Paper in Journal of Clinical Oncology
  • Dawson S-J, Price MA, Jenkins MA, McKinley JM, Butow PN, McLachlan S-A, Lindeman GJ, Weideman P, kConFab Investigators, Friedlander ML, Hopper JL, Phillips K-A. (2008) Cancer risk management practices of non-carriers within BRCA1/2 mutation positive families in the Kathleen Cuningham Consortium for Research into Familial Breast Cancer (kConFab). Journal of Clinical Oncology, 26: 225-232.

    ABSTRACT

    Purpose Women from BRCA mutation-positive families who do not carry the family-specific mutation are generally at average cancer risk and therefore do not require intensive risk management.
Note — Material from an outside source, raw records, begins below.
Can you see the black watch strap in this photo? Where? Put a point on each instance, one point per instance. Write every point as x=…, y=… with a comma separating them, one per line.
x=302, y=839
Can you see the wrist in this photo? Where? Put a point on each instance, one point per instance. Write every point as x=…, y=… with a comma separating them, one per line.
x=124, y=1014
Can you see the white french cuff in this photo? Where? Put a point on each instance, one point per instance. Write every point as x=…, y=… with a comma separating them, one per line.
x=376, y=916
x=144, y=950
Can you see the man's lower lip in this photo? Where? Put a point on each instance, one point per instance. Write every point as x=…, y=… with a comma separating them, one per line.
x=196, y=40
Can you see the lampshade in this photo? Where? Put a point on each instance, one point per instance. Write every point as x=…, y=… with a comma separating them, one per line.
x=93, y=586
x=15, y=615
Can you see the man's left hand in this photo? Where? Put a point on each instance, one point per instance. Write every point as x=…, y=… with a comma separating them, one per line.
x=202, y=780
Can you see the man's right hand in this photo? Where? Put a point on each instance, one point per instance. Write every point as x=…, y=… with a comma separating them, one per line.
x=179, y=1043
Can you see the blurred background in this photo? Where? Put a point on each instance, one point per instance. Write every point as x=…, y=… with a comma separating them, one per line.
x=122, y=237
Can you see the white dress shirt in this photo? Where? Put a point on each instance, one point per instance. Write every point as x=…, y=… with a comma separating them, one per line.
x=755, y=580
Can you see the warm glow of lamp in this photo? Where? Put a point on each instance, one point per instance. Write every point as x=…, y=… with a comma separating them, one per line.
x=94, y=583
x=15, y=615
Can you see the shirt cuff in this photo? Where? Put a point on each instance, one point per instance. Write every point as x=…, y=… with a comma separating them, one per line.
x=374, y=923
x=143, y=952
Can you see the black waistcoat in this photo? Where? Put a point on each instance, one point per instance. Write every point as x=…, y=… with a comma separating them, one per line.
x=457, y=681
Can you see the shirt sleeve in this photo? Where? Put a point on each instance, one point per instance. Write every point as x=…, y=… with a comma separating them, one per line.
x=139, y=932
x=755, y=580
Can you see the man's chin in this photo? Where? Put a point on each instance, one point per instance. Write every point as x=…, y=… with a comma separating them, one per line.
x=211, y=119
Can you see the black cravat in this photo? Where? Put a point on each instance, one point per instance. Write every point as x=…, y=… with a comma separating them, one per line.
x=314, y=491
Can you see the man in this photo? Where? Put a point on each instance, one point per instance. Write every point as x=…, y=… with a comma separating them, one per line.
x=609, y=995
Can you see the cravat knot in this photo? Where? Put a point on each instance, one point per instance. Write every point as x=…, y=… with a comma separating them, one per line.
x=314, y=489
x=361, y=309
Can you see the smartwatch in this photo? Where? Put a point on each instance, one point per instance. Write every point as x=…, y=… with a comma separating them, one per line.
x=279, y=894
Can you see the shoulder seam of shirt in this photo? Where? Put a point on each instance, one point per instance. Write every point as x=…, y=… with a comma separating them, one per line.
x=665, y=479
    Methods Participants were female noncarriers from BRCA mutation-positive families who had responded to 3 yearly follow-up questionnaires and had chosen to either receive or not receive their genetic test result. In the former group, undertaking mammography younger than age 40 years or more than once every 2 years, clinical breast examination (CBE) more than yearly, breast selfexamination (BSE) more than monthly, or any transvaginal ultrasound (TVU) or CA-125 was considered overscreening. Screening behaviors of women who did and did not know their genetic test result were compared. Logistic regression and nonparametric analyses were performed to identify demographic and psychosocial factors (respectively) associated with overscreening.

    Results Of 325 eligible women, 116 knew their mutation status and 209 did not. For the first group, proportions overscreening were mammography, 53%; CBE, 10%; BSE, 11%; TVU, 7%; and CA-125, 10%. There were no significant differences in screening behaviors between the groups. In those aware of their mutation status, parous women were more likely to overuse mammography (odds ratio [OR] = 4.4; 95% CI, 1.1 to 17; P = .03) and women with one or more first-degree relative with ovarian cancer (OC) were more likely to overuse OC screening (TVU: OR = 6.00; 95% CI, 1.0 to 35.1; P = .047, and CA-125: OR = 6.50; 95% CI, 1.49 to 28.4; P = .013).

    Conclusion The reasons for overuse of screening (particularly mammography) by mutation noncarriers require additional elucidation given the potential for harm.